Researchers have shown that many of the chemicals and other substances found in frack fluid cause inflammation, chromosomal damage, and disrupt the normal behaviour of hormones in human cells and animal models.

Some of these chemicals have also been found in higher levels in the air, water, and urine of pregnant women living close to fracking. Exposure to one or more of these chemicals is believed to be one explanation for results observed in a growing number of studies.

We also have the first studies looking at mortality and fracking.

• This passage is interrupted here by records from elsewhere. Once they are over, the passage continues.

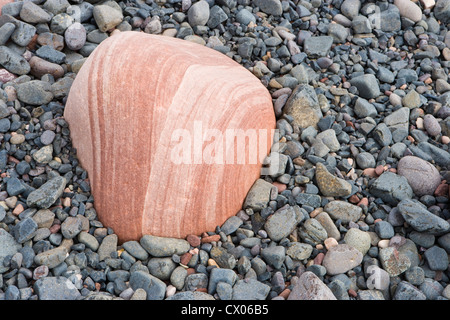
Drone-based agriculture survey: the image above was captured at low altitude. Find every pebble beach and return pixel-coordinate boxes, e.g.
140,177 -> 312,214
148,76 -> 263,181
0,0 -> 450,301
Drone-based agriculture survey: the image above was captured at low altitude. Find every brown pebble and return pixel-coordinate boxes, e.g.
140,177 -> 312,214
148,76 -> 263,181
186,234 -> 201,247
202,234 -> 220,243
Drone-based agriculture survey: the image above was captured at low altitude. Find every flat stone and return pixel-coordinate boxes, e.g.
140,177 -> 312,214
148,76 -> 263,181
397,199 -> 450,234
187,0 -> 210,27
254,0 -> 283,16
350,74 -> 381,99
139,235 -> 190,257
393,281 -> 427,300
288,271 -> 337,300
33,277 -> 81,300
397,156 -> 441,197
0,46 -> 30,75
315,163 -> 352,197
324,200 -> 362,223
303,36 -> 333,59
232,279 -> 270,300
0,228 -> 22,273
129,271 -> 167,300
122,240 -> 148,260
322,244 -> 363,275
243,179 -> 276,211
344,228 -> 371,255
92,5 -> 123,32
286,242 -> 313,260
370,171 -> 413,205
264,206 -> 303,241
378,247 -> 411,277
27,176 -> 66,209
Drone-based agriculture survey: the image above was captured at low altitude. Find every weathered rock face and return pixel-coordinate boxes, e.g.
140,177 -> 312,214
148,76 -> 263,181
64,32 -> 275,242
0,0 -> 13,13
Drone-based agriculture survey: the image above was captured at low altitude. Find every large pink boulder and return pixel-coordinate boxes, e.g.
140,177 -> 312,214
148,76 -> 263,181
64,31 -> 275,242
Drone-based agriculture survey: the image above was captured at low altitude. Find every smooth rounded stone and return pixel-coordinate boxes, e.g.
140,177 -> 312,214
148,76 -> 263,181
139,235 -> 190,257
208,268 -> 238,294
40,130 -> 56,146
378,247 -> 411,277
230,279 -> 270,300
64,22 -> 86,51
283,84 -> 322,128
393,281 -> 427,300
34,246 -> 68,269
147,257 -> 177,281
405,266 -> 425,286
322,244 -> 363,275
129,271 -> 167,300
77,231 -> 99,251
0,228 -> 22,273
220,216 -> 243,235
33,145 -> 53,163
314,211 -> 341,241
264,206 -> 303,241
29,56 -> 64,79
423,114 -> 442,137
340,0 -> 361,20
370,171 -> 413,205
60,216 -> 83,239
236,8 -> 256,26
187,0 -> 210,27
351,15 -> 372,34
356,152 -> 376,169
394,0 -> 422,22
261,246 -> 286,269
344,228 -> 371,255
298,219 -> 328,245
27,176 -> 67,209
253,0 -> 283,16
419,278 -> 444,300
397,199 -> 450,235
242,179 -> 275,211
0,46 -> 30,75
438,233 -> 450,253
20,1 -> 52,24
424,246 -> 449,271
402,90 -> 422,109
350,74 -> 381,99
287,271 -> 337,300
303,36 -> 333,59
97,233 -> 119,261
33,277 -> 81,300
92,5 -> 123,32
32,209 -> 55,228
286,242 -> 313,260
397,156 -> 441,197
366,265 -> 391,290
16,79 -> 53,106
11,21 -> 36,47
324,200 -> 362,223
64,31 -> 275,241
13,217 -> 38,243
354,98 -> 378,118
315,162 -> 352,197
433,0 -> 450,24
167,291 -> 216,300
50,13 -> 75,35
170,266 -> 188,290
122,240 -> 148,260
374,221 -> 395,239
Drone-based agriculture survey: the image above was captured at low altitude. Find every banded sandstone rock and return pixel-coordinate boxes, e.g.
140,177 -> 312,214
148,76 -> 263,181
64,32 -> 275,242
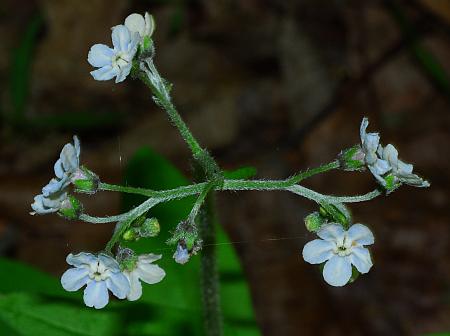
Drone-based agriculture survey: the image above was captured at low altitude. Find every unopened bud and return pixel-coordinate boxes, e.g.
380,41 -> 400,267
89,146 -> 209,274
71,167 -> 99,194
305,212 -> 326,232
173,242 -> 191,265
338,145 -> 366,171
139,218 -> 161,238
58,195 -> 83,219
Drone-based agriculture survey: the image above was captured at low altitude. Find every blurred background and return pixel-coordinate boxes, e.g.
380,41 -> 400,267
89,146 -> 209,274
0,0 -> 450,336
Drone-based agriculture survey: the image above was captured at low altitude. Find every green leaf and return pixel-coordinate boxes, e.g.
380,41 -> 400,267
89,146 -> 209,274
123,147 -> 260,336
0,293 -> 120,336
0,258 -> 69,296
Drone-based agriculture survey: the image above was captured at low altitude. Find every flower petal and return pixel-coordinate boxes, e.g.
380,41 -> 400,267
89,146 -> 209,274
302,239 -> 335,264
106,272 -> 130,299
317,223 -> 345,241
91,65 -> 119,81
124,272 -> 142,301
323,255 -> 352,287
135,263 -> 166,285
111,25 -> 131,51
350,247 -> 373,274
347,224 -> 375,245
83,281 -> 109,309
88,44 -> 114,68
66,252 -> 97,267
61,268 -> 89,292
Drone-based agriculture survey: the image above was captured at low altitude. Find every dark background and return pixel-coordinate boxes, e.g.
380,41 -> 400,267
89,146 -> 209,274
0,0 -> 450,335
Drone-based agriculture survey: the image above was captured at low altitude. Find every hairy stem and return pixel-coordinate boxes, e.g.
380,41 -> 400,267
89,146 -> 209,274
139,59 -> 203,157
198,192 -> 223,336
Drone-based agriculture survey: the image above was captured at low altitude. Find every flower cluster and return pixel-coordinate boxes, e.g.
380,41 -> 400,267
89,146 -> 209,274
61,252 -> 166,309
360,118 -> 430,193
31,136 -> 80,217
88,13 -> 155,83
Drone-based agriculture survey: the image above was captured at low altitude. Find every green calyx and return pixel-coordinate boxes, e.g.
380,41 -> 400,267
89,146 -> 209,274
58,195 -> 83,220
384,174 -> 401,194
72,167 -> 99,194
118,253 -> 138,272
139,217 -> 161,238
319,202 -> 351,228
167,221 -> 199,250
122,215 -> 161,242
338,145 -> 365,171
305,212 -> 327,232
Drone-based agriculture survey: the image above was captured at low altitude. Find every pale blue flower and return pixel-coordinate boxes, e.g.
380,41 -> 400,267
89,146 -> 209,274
302,223 -> 375,287
123,253 -> 166,301
61,252 -> 130,309
173,244 -> 190,264
42,135 -> 80,197
378,144 -> 430,187
359,118 -> 391,183
88,25 -> 140,83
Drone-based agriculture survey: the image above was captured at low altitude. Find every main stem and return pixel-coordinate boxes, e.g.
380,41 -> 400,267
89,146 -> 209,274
139,59 -> 223,336
197,192 -> 223,336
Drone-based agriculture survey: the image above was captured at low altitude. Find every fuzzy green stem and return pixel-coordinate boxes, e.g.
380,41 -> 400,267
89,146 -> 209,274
80,180 -> 383,224
139,59 -> 203,157
197,193 -> 223,336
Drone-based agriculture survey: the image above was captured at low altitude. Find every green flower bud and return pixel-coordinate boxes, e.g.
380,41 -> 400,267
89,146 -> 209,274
71,167 -> 99,194
338,145 -> 366,171
319,202 -> 351,227
305,212 -> 326,232
384,174 -> 401,194
116,246 -> 138,272
122,228 -> 139,242
139,218 -> 161,238
58,195 -> 83,219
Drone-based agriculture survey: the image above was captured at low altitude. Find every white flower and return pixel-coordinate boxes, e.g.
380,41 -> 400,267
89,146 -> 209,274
30,189 -> 68,215
30,136 -> 80,215
125,12 -> 155,39
54,135 -> 81,184
303,223 -> 375,287
378,144 -> 430,187
88,25 -> 140,83
173,244 -> 190,265
359,118 -> 391,183
123,253 -> 166,301
61,252 -> 130,309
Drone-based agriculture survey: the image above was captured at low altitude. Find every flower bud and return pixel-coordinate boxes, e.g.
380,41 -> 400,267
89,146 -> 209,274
319,202 -> 351,227
338,145 -> 365,171
71,167 -> 99,194
122,228 -> 139,242
58,195 -> 83,219
173,241 -> 191,265
116,247 -> 138,271
305,212 -> 326,232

Both found higher mortality among those living closer to fracking operations compared to those living further away.

Also, for the first time, a study actually measured the lung function of those living close to oil and gas drilling operations compared to those living further away. Authors reported worse lung function and more wheezing in the group living closer to wells. This study provided even more evidence on the harms to respiratory health related to fracking exposure.

Earlier studies found asthmatics living closer to fracking activity experienced higher rates of asthma “flares” requiring a prescription for oral steroids or a visit to the hospital to manage their symptoms.

Another study published last year reported increased rates of leukemia among children living close to fracking operations in Pennsylvania, adding to a previous study from Colorado with similar results.

The last scientific review of studies on the human health effects of fracking was commissioned by the B.C. government in 2014. That report concluded the health risks associated with oil and gas development in the northeast were “generally low.” However, at that time, there was almost no research. Since then, approximately 60 health studies on fracking have been published.

A 2018 scientific review of fracking related to water quality done by the province explicitly excluded human health impacts from the review’s terms of reference.

It is time for governments to consider the emerging science on fracking and human health in their energy policy decision-making.

A failure to do so simply confirms the assertion by many rural and Indigenous communities living close to fracking that they have been made a “sacrifice zone.”

We need to talk about fracking and health.

Dr. Margaret McGregor is a health policy researcher and clinical associate professor with the Department of Family Practice at the University of British Columbia. Dr. Élyse Caron-Beaudoin is an assistant professor at the University of Toronto in the departments of health and society and physical and environmental sciences. Dr. Amira Aker is a postdoctoral fellow in environmental epidemiology at the Centre de recherche du CHU de Québec-Université Laval.